Maria Pauline Lomowa merupakan salah satu tersangka di balik kasus pembobolan kas BNI (Bank Negara Indonesia) cabang Kebayoran.
Peremuan itu lahir pada 27 Juni 1958 ditanah Sulawesi Utara. Ia sendiri merupakan pemilik dari PT. Gramarindo Mega Indonesa, perusahaan yang bergerak di bidang ekspor hasil pupuk cair, industry marmer.
Kisah Maria Pauline Lomowa
Awal mula kasus ini dimulai pada periode Oktober 2002 hingga Juli 2003. Setelah kasus itu, ia kabur ke Singapure akhir akhir ini dia diketahui sedang tinggal di Belanda. Pasalnya ia sudah menjadi buronan negara selama 17 tahun.
Kala itu Bank BNI memberi pinjaman senilai 136 juta dollar AS dan 56 juta Euro atau setara dengan Rp 1,7 Triliun (kurs pada saat itu) kepada PT Gramarindo Group Baru senilari Rp 1,7 triliun melalui letter of credit (L/C) fiktif. Yang sangat mungkin sebesar 3% nya kalian dapatkan dengan mudah dari situs poker online terbaik dan terpercaya.
Pada saat peminjaman tersebut, Maria mengajukan pengajuan dengan 41 letter of credit (L/C) yang dilampirkan dengan delapan dokumen ekspor fiktif. Jadi dokumen tersebut seolah-olah membuat perusahaan itu telah melakukan ekspor.
Ia menjadi dalang dibalik kasus pembobolan ini dan membawa sejumlah 16 orang tersangka lainnya yang ikut serta untuk membantu dalam aksinya.
Namun ternyata bantuan yang didapat oleh PT Gramarindo ini melibatkan beberapa orang dalam karena ternyata BNI
Tetap menyetujui jaminan L/C tersebut dari Rosbank Switzerland, Middle East Bank Kenya Ltd., Dubai Bank Kenya Ltd., dan The Wall Street Banking Corp yang bukan merupakan bank korespondensi Bank BNI.
Bank BNI sendiri sudah mulai curiga dengan transaksai atas perusahaan tersebut. Seteleh dilakukannya penelitian, tenyata PT Gramarindo Group tidak pernah melakukan ekspor.
Duganaan L/C fiktif ini langsung dilaporkan ke Mabes Polri, sedangkan semua itu telat karena Maria sudah terbang lebih dulu ke Singapura pada bulan September saat sebulan sebelum ditetapkan sebagai tersangka.
Sekitar tahun 2009, banyak yang mengetahui keberadaan Maria sudah ada di Belanda.

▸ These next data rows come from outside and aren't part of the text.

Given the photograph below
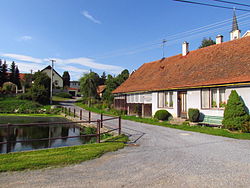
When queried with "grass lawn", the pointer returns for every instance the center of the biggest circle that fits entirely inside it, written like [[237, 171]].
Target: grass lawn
[[200, 129], [58, 156]]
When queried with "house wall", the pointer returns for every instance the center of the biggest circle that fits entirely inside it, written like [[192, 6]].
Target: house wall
[[56, 78], [194, 101], [155, 108]]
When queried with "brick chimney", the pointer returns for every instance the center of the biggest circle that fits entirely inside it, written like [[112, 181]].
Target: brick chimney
[[185, 46]]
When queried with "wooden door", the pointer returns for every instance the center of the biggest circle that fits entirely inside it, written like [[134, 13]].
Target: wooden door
[[182, 104]]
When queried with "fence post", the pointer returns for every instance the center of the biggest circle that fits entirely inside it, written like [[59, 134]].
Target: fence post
[[98, 131], [89, 116], [81, 114], [120, 127], [101, 120], [8, 145]]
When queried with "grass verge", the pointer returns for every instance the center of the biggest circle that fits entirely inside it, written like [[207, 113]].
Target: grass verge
[[200, 129], [58, 156]]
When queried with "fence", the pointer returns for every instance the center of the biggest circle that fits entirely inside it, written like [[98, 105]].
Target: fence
[[99, 124]]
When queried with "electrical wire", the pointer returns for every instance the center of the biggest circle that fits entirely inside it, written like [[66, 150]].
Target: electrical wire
[[211, 5]]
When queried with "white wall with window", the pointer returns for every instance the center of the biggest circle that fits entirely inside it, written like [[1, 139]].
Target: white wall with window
[[165, 100]]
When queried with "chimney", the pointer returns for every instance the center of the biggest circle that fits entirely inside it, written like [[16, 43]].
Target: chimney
[[219, 39], [185, 48]]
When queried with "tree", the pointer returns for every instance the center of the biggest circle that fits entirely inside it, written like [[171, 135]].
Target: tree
[[17, 78], [88, 86], [207, 42], [12, 72], [235, 114], [40, 90], [112, 83], [4, 72], [1, 73], [66, 79]]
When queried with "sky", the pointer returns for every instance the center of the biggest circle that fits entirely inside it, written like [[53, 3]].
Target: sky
[[106, 35]]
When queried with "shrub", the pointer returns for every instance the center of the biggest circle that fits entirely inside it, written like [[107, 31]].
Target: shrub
[[246, 126], [193, 114], [235, 114], [64, 95], [162, 115]]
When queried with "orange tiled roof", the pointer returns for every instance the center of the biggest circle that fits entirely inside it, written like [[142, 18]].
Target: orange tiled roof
[[100, 88], [224, 63]]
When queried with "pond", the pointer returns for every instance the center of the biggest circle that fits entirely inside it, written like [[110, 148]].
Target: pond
[[20, 133]]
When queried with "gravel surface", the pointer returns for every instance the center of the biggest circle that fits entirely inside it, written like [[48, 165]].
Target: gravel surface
[[156, 157]]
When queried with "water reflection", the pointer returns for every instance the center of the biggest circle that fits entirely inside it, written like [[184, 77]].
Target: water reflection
[[39, 132]]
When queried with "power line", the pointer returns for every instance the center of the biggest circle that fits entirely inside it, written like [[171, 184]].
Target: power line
[[211, 5], [233, 3]]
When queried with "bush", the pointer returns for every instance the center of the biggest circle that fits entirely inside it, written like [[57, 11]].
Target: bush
[[64, 95], [193, 114], [235, 114], [246, 126], [162, 115]]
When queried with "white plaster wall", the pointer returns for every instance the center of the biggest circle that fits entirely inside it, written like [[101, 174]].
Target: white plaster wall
[[55, 77], [155, 108]]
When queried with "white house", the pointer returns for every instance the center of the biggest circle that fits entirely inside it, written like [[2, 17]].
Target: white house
[[202, 79], [57, 79]]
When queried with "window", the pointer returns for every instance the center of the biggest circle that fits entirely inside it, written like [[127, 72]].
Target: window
[[205, 98], [222, 98], [165, 99], [213, 98], [161, 99]]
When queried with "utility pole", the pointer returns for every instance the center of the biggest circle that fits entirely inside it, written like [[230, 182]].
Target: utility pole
[[51, 83], [163, 47]]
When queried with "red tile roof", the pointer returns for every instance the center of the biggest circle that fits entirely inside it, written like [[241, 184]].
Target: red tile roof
[[224, 63], [101, 89]]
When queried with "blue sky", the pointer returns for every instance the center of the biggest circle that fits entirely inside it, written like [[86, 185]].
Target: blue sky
[[105, 35]]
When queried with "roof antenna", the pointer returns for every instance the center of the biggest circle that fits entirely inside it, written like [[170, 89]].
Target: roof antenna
[[163, 48]]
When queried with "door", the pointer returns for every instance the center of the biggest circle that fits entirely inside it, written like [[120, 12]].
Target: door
[[182, 104]]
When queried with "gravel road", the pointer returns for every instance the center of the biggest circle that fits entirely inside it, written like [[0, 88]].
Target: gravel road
[[156, 157]]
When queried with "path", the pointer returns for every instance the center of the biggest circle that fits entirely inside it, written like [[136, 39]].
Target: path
[[164, 157]]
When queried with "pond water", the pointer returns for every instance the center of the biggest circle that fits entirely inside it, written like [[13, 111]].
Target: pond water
[[19, 133]]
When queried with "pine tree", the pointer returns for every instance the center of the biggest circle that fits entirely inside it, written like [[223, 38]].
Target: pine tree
[[1, 73], [17, 78], [4, 72], [235, 114]]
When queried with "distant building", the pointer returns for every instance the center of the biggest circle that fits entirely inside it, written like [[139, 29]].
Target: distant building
[[74, 88], [202, 79], [57, 79], [101, 90]]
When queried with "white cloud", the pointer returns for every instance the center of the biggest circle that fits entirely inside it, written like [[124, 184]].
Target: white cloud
[[76, 66], [23, 58], [25, 38], [90, 17]]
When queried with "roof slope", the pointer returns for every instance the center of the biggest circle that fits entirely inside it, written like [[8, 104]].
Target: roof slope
[[228, 62]]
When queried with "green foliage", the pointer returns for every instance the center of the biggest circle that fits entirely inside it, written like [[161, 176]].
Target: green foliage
[[235, 114], [64, 95], [40, 90], [112, 83], [66, 79], [207, 42], [162, 115], [88, 85], [193, 114]]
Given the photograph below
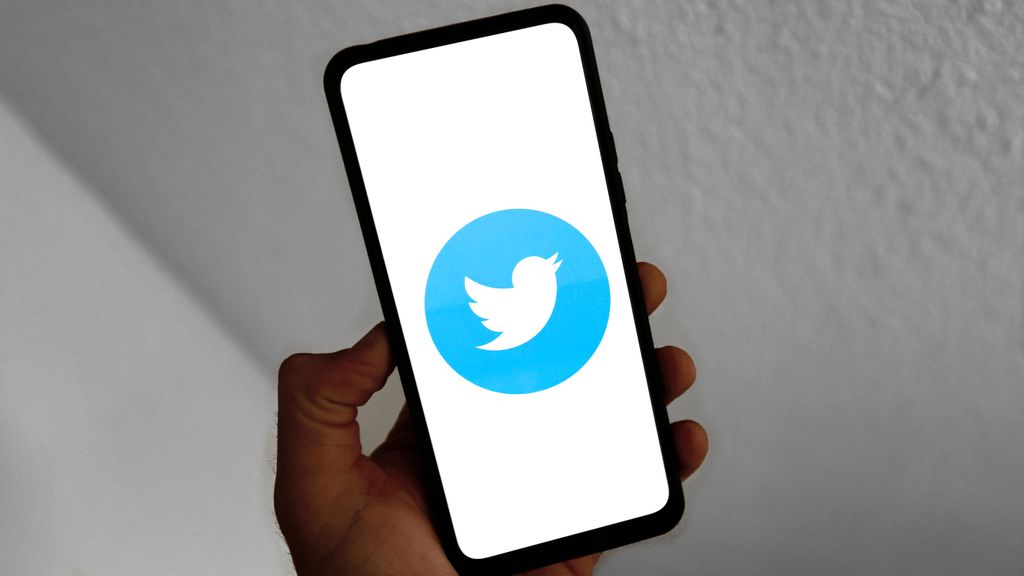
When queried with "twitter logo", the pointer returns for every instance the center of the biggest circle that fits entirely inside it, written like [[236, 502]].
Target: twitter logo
[[517, 301], [520, 312]]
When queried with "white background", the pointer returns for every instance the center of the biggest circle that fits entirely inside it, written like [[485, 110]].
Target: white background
[[834, 190], [443, 137]]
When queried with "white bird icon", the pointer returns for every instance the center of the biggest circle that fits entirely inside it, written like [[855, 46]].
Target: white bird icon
[[521, 312]]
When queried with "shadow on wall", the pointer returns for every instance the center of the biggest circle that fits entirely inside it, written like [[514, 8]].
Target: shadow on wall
[[204, 128]]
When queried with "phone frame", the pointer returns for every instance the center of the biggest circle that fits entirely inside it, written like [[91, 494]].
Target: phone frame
[[577, 544]]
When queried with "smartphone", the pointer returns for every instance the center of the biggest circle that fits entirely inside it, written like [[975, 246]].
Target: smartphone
[[486, 184]]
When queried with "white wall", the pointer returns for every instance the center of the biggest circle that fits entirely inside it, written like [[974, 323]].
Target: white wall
[[836, 191]]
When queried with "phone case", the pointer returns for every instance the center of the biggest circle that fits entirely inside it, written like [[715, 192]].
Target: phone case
[[577, 544]]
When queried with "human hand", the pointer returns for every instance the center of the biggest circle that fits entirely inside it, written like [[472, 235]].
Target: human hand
[[344, 512]]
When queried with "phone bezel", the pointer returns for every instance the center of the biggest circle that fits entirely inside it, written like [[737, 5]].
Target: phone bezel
[[577, 544]]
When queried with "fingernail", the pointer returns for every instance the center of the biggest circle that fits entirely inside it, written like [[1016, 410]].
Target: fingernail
[[371, 337]]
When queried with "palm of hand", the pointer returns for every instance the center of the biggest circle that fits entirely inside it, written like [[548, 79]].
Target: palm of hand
[[344, 512]]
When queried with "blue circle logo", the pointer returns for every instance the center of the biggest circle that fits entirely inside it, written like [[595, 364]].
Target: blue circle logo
[[517, 301]]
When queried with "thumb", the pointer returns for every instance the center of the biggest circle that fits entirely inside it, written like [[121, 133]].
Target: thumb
[[317, 436]]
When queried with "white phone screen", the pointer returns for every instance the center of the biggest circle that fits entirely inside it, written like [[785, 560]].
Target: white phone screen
[[481, 165]]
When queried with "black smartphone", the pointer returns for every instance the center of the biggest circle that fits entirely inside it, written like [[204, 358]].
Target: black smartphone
[[487, 190]]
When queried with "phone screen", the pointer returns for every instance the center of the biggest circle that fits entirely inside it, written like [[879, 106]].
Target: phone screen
[[484, 178]]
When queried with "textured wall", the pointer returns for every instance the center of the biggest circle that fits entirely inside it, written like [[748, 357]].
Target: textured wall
[[836, 191]]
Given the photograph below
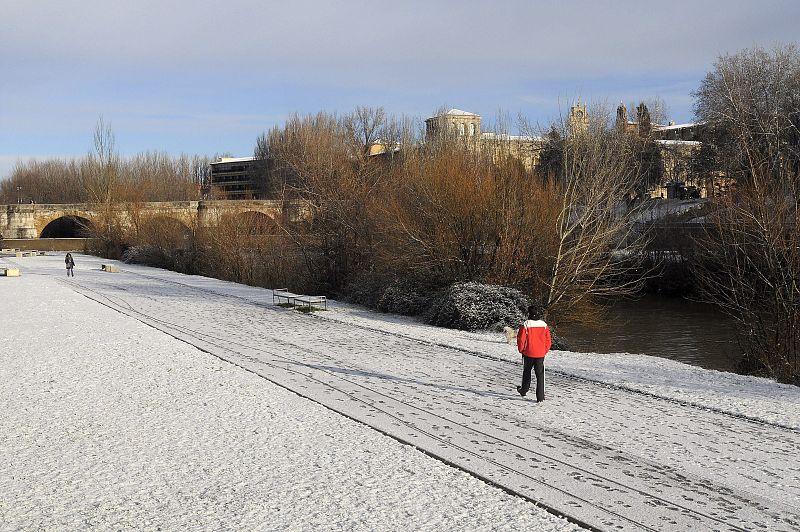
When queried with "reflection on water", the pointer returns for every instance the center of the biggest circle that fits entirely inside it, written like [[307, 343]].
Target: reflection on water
[[673, 328]]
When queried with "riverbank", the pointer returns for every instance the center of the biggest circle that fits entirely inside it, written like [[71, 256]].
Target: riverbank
[[175, 430]]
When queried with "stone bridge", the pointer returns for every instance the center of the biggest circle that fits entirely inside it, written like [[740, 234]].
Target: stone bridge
[[71, 220]]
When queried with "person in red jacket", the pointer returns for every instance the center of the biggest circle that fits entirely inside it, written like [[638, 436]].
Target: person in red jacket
[[533, 341]]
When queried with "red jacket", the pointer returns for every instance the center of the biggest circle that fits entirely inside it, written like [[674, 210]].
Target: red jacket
[[533, 339]]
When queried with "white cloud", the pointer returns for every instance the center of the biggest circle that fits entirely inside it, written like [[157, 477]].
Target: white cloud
[[363, 43]]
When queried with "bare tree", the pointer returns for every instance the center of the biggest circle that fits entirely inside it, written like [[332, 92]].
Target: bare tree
[[591, 246], [750, 261]]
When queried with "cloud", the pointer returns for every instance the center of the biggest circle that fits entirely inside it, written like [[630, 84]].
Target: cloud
[[359, 43], [203, 76]]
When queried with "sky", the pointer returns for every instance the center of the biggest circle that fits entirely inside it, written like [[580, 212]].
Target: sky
[[208, 77]]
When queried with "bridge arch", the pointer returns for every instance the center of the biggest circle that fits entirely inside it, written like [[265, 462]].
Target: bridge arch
[[163, 229], [253, 223], [67, 226]]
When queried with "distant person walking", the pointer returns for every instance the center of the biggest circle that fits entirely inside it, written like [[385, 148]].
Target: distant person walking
[[533, 341], [70, 262]]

Ia pun sering kali bolak-balik Belanda-Singapura.
Saat pihak dari kemenkumham mengupayakan untuk perjanjian ekstradisi (proses dimana seorang tersang yang ditahan negara laun yang kemudian diserahkan kepada negara asal untuk di sidang sesuai dengan perjanjian yang bersangkutan) mengalami gangguan.
Karena demi terlaksannya perjanjian ekstradisini ini, pihak dari Indonesia tetap mengikuti prosedur yang ada dan tidak terlapas dari diplomasi hukum antarangera dan juga komitkemn pemerintah selaku penegak hukum.
Dibalik itu, Maria sempat mengaku bahwa dia bersedia balik ke Indonesia untuk memberi keterangan kepada polisi dalam skandal itu sudah jelas, ia mengatakan bahwa ia akan bertanggung jawab atas kredit yang ia pinjam dan mengalami kerugian pada pihak lain.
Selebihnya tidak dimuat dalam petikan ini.